> int(((1-x^2)*ln((1+x)/(1-x))+2*x)^2,x=0..infinity);
But I have the impression it can be done via a number of intermediate
steps (?) Any help will be appreciated.
Han de Bruijn
Your problem is not well-posed. The integrand, f(x) = ((1-
x^2)*ln((1+x)/(1-x))+2*x)^2 is not defined for x > 1 (because ln((1+x)/
(1-x)) is the log of a negative number).
R.G. Vickson
Did you try the idefinite integral on the integrator (very ugly result
- but shows the issue Ray V. mentions).
The integral diverges to -infinity, and Maple 14 knows that: it gives
the result as -infinity. Note that as x -> infinity,
ln((1+x)/(1-x)) -> ln(-1) = I*Pi, so the integrand goes like -Pi^2 x^4.

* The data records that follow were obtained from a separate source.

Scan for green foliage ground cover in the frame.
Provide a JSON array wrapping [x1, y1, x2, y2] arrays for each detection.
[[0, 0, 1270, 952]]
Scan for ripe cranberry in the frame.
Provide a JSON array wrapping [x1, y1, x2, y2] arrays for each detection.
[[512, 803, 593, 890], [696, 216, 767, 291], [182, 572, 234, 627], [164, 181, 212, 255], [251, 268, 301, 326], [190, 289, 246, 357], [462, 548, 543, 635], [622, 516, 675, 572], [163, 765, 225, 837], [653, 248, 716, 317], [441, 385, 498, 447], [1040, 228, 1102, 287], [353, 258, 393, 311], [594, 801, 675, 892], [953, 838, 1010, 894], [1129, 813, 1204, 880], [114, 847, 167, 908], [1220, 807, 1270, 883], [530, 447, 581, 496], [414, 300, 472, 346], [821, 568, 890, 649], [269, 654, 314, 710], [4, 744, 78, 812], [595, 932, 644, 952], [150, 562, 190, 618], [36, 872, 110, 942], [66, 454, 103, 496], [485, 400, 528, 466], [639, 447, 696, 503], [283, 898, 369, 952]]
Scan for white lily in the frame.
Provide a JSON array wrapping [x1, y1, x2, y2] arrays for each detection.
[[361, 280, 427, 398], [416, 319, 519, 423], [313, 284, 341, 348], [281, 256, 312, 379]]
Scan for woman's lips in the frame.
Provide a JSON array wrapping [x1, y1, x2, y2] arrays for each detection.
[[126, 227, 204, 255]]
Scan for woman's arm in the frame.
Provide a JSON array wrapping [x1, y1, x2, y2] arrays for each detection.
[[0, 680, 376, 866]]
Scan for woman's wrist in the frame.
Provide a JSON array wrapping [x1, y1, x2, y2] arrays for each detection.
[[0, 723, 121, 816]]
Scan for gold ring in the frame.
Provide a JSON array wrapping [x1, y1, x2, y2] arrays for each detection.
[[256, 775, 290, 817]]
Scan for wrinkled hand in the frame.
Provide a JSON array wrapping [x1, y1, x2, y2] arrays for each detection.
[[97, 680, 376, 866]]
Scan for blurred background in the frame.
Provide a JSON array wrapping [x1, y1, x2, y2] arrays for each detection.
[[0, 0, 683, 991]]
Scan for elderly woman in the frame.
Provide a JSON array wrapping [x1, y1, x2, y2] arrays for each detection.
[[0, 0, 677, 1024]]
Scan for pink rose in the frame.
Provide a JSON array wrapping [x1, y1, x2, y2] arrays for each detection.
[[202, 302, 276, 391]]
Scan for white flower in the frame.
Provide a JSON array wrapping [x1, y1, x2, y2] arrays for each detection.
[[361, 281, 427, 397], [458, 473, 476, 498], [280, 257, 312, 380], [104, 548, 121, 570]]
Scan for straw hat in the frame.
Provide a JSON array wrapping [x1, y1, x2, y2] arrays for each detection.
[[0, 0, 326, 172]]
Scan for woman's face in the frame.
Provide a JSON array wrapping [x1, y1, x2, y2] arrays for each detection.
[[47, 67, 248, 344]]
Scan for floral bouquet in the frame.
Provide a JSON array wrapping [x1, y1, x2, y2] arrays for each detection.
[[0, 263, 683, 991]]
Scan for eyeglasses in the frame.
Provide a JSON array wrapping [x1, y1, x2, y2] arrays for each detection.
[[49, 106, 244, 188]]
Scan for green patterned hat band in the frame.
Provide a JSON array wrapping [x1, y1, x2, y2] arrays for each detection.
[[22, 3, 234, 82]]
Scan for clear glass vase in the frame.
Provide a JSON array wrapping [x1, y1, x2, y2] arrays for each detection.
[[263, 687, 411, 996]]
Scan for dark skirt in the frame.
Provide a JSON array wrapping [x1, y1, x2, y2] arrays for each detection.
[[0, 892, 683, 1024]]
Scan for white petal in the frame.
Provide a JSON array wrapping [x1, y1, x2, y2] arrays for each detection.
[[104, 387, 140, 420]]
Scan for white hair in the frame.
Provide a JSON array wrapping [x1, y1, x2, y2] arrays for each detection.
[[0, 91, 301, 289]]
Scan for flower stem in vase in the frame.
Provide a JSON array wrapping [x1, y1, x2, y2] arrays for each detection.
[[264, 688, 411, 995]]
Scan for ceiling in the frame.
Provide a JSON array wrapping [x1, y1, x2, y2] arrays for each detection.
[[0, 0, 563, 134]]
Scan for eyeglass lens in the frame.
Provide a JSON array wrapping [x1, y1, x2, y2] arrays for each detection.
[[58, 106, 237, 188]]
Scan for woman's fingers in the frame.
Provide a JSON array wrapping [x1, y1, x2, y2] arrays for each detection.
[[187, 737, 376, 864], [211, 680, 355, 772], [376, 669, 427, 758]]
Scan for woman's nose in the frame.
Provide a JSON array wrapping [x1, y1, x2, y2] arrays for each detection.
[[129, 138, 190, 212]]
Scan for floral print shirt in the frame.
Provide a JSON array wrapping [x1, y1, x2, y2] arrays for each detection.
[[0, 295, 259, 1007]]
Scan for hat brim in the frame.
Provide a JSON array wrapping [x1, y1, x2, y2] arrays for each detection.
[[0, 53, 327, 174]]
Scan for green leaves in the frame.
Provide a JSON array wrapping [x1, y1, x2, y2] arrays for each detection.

Or were you thinking of some other integral?
--
Robert Israel isr...@math.MyUniversitysInitials.ca
Department of Mathematics http://www.math.ubc.ca/~israel
University of British Columbia Vancouver, BC, Canada
Yes, sorry. It must be this (still no outcome with Maple 8):
> int(((1-x^2)*ln(abs((1+x)/(1-x)))+2*x)^2,x=0..infinity);
Han de Bruijn
If you don't succeed the first time, try and try again:
> f(x) := ((1-x^2)*ln(abs((1+x)/(1-x)))+2*x)^2;
> int(expand(f(x)),x=0..infinity);
And the outcome is .. : 8/15*Pi^2 . YES !!
Han de Bruijn
I haven't tried Maple 14. I do get this answer in Maple 11, but only
after some manipulation: (1) split the integral into integrations over
[0,1] and [1,infinity), writing the integrand without absolute value
signs in the two cases; (2) changing variables to u = log((1+x)/(1-x))
in the first integral and to u = log((1=x)/(x-1)) in the second
integral. Summing the two results gives the above.
R.G. Vickson